If your lines have a line number that's univocally understandable, you could use a binary partition method to find your line in about log2(n) passes without using an index. You should:
- Get the total size of the file
- Read the first complete line that's about the half of the file
- If it's over the line you are looking for, repeat the process seeking the middle point between the middle of the file and the end of the file;
- if it's below, repeat seeking the middle point between 0 and the middle of the file
- if it's it, you return it and exit
You have to take care that if the line you are looking for does not exist in the file, you cannot loop indefinitely (maybe set a maximum number of steps before bailing out).
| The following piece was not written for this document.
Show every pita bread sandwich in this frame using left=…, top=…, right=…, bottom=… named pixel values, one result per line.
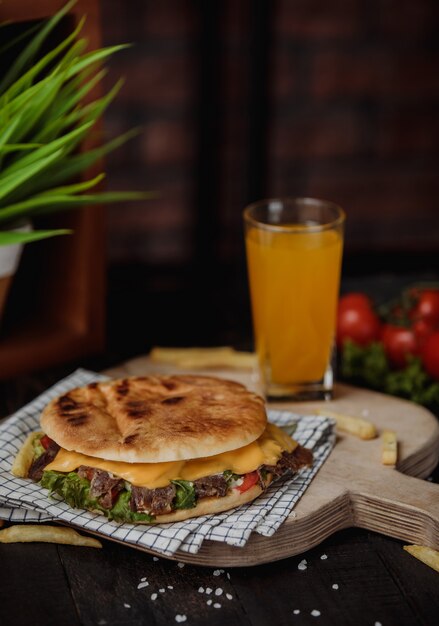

If the line length of the lines within the files is expected to be more or less even, you could also think about a prediction method to get the expected point. It goes like this:
- We read a line in the middle of the file
- We now know it's line number (say, 10038) and that it's located at offset 120046
- We expect the average line to be 11.9 chars long
- If we are looking for line 9500, we start seeking at offset 9500*11.9 = 113050 and the we adjust our estimate based on what we actually find
Of course all those things have to be thought of seeing the actual case.